Roger Altman’s op-ed in the Financial Times argues that although our current financial slump may have a few more years to run, we’re likely headed for another boom.
Altman’s piece deserves attention not just because he is on most shortlists of Treasury Secretary candidates in a second Obama administration, but because it was very likely written while Altman — currently chairman of Evercore Partners — was in the company of some of the most important economists and central bankers in the United States. (Read more: Bernanke at Jackson Hole: No More Easing, For Now)
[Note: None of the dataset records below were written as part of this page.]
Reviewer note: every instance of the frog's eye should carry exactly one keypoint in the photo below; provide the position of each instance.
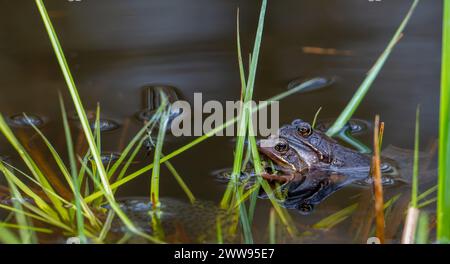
(281, 147)
(304, 130)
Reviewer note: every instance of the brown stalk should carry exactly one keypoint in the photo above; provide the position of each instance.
(377, 183)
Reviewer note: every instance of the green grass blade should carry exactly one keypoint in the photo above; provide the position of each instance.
(201, 139)
(245, 107)
(415, 180)
(8, 237)
(73, 172)
(180, 181)
(24, 188)
(219, 231)
(154, 189)
(423, 230)
(372, 75)
(443, 205)
(27, 236)
(82, 115)
(26, 228)
(272, 227)
(34, 169)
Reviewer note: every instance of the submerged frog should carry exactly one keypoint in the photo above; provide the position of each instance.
(311, 166)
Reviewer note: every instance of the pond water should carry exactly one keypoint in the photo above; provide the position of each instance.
(116, 47)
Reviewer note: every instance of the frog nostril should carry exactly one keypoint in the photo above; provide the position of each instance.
(305, 208)
(281, 147)
(304, 131)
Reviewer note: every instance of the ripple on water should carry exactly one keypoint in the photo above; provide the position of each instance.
(153, 100)
(26, 121)
(105, 124)
(180, 221)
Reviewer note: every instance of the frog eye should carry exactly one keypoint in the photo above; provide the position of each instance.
(304, 130)
(281, 147)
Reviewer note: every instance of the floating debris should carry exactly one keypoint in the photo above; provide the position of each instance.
(354, 126)
(326, 51)
(26, 120)
(317, 83)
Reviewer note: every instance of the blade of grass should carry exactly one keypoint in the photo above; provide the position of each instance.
(26, 228)
(27, 236)
(272, 227)
(316, 116)
(409, 231)
(180, 181)
(36, 172)
(8, 237)
(423, 230)
(63, 169)
(219, 231)
(370, 78)
(415, 180)
(154, 188)
(443, 204)
(73, 170)
(201, 139)
(24, 188)
(106, 188)
(247, 92)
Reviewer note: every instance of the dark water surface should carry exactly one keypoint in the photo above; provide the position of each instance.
(115, 47)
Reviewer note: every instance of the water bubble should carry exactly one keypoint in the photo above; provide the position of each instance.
(20, 120)
(354, 126)
(314, 83)
(105, 125)
(153, 100)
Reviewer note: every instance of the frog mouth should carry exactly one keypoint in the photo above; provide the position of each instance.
(277, 170)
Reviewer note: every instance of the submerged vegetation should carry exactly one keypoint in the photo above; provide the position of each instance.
(90, 208)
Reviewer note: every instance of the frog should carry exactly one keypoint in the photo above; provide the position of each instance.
(311, 165)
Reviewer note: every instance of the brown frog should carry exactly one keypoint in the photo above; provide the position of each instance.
(312, 165)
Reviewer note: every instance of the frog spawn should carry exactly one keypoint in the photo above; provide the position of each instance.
(26, 120)
(181, 222)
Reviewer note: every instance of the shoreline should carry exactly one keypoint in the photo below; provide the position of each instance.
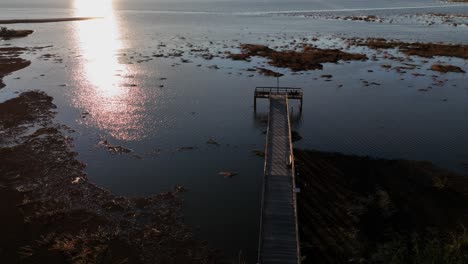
(45, 20)
(378, 210)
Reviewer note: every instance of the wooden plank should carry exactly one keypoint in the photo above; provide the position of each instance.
(278, 232)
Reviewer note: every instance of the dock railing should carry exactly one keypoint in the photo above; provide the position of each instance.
(290, 92)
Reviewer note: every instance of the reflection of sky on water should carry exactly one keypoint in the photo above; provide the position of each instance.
(114, 105)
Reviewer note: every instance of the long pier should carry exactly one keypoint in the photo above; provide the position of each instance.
(279, 236)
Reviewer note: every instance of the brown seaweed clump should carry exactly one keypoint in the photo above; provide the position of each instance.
(11, 62)
(310, 58)
(446, 68)
(52, 214)
(380, 211)
(11, 33)
(27, 110)
(427, 50)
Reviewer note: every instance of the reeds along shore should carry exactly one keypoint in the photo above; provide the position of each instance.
(380, 211)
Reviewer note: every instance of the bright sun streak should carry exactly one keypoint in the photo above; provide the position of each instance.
(93, 8)
(102, 79)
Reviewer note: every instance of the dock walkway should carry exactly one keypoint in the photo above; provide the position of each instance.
(279, 240)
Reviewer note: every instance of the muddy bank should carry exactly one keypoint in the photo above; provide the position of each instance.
(309, 58)
(446, 68)
(51, 213)
(10, 33)
(427, 50)
(361, 210)
(11, 62)
(47, 20)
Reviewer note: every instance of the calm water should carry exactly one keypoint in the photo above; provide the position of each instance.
(107, 73)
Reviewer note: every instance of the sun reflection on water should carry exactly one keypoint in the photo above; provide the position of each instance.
(103, 87)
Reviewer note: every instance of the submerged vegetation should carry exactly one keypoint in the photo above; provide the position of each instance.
(427, 50)
(51, 213)
(6, 33)
(310, 58)
(363, 210)
(11, 62)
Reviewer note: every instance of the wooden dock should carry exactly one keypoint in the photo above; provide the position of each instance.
(279, 238)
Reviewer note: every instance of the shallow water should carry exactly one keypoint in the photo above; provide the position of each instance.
(106, 88)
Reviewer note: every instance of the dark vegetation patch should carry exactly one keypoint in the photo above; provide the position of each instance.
(446, 68)
(361, 210)
(369, 18)
(310, 58)
(51, 213)
(11, 62)
(427, 50)
(6, 33)
(268, 72)
(28, 109)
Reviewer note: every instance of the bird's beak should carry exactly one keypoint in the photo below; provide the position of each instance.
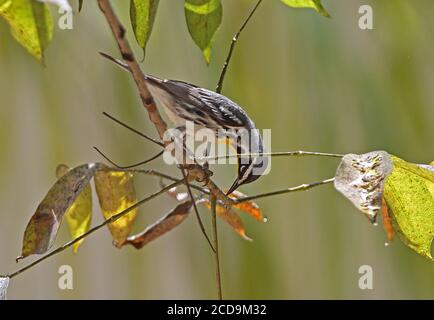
(234, 186)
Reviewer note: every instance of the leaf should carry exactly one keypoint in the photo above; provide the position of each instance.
(230, 217)
(4, 283)
(409, 193)
(31, 24)
(162, 226)
(249, 207)
(79, 215)
(360, 178)
(142, 15)
(42, 228)
(314, 4)
(116, 192)
(62, 4)
(203, 20)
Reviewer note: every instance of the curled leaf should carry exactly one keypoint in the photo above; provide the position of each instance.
(162, 226)
(360, 178)
(31, 24)
(116, 192)
(230, 217)
(42, 228)
(203, 20)
(4, 283)
(409, 193)
(314, 4)
(79, 215)
(142, 15)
This past weekend, Altman was in Jackson Hole, Wyoming for the wedding of Alison Fisher, his goddaughter. Alison is the daughter of Dallas Fed president Richard Fisher. (I reported the details of this wedding the week before last.)
But this was not the only event in Jackson Hole this weekend. The Kansas City Fed’s economic symposium, which has developed into one of the most important central banking conferences of the year, was also held in Jackson over the weekend.
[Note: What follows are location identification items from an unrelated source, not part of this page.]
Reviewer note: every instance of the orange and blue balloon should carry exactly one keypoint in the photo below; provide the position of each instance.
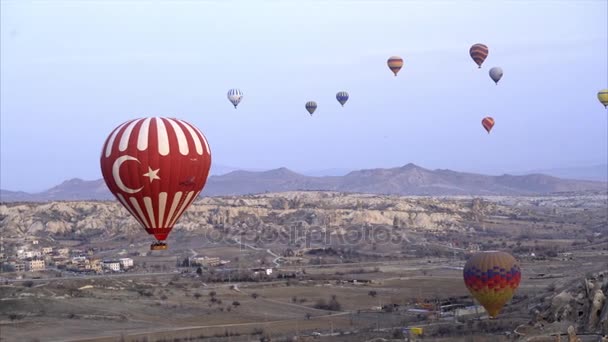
(342, 97)
(492, 277)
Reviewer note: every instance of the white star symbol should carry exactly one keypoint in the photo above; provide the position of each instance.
(152, 174)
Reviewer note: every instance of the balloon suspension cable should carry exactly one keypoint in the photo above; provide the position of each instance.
(158, 245)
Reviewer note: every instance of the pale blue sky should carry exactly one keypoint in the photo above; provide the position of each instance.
(71, 71)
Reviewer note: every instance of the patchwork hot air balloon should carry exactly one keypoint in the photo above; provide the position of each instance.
(496, 74)
(342, 97)
(235, 96)
(156, 167)
(478, 52)
(395, 63)
(492, 278)
(311, 106)
(487, 123)
(602, 95)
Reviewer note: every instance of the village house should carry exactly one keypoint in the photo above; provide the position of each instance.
(17, 266)
(126, 262)
(112, 265)
(261, 271)
(35, 265)
(205, 261)
(63, 251)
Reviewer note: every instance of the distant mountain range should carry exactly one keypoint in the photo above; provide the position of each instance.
(594, 172)
(406, 180)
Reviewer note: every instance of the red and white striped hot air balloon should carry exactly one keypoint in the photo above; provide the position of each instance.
(156, 167)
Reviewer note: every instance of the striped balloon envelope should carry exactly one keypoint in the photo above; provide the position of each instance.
(395, 63)
(156, 167)
(479, 53)
(602, 95)
(235, 96)
(487, 123)
(492, 277)
(311, 106)
(342, 97)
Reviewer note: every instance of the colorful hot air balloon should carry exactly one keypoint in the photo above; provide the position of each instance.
(478, 52)
(602, 95)
(311, 106)
(496, 74)
(156, 167)
(235, 96)
(342, 97)
(487, 123)
(395, 63)
(492, 278)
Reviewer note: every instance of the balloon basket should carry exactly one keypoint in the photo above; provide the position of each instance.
(158, 246)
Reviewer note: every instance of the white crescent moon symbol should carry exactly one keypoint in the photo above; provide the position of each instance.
(116, 174)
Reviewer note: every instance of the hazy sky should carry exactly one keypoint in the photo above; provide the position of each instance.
(71, 71)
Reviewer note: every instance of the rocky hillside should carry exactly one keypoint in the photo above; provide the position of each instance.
(407, 180)
(302, 209)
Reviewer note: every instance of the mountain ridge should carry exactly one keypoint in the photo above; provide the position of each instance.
(409, 179)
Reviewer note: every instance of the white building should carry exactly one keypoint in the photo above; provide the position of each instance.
(63, 251)
(111, 265)
(261, 271)
(35, 265)
(126, 262)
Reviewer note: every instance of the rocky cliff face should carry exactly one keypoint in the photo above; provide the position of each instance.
(583, 304)
(332, 210)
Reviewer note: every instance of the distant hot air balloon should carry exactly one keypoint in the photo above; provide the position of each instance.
(235, 96)
(342, 97)
(487, 123)
(492, 278)
(602, 95)
(395, 63)
(478, 52)
(156, 167)
(311, 106)
(496, 74)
To emphasize, Altman was most likely writing his op-ed after spending time in the company of some of the brightest and most influential economic minds of our time. His piece really should be read as the final contribution to the symposium.
So what does Altman see as the source of the surge he predicts? He lists five signs of renewal:
Rising home prices. Home prices are rising in half of the major housing markets in the U.S.
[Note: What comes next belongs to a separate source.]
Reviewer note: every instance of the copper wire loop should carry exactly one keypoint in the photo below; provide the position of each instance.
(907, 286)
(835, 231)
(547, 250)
Booming energy production. Gas and oil production in the U.S. has increased at “breathtaking” rates.
Financial sector health. The banking sector, nearly nationalized while on its deathbed just a few years ago, has recovered faster than anyone thought possible.
Competitiveness. A few years ago, we were becoming a post-industrial nation. Now we’re back in the game of making big, hard things.
Budget balancing. Here Altman gets a bit partisan, predicting that an Obama re-election could result in a budget deal that brings down our mounting debt levels.
So, is Altman reflecting what he heard from the central bankers? It’s not clear. The end of his piece actually make it sound like he’s doing something more interesting: attempting to balance out the pessimism that came out of the symposium.
“Many leading economists would challenge this surge theory. They foresee another decade of continued headwinds and mediocre growth.
That may be the mainstream forecast but an alternative, better scenario is coming into view,” Altman writes.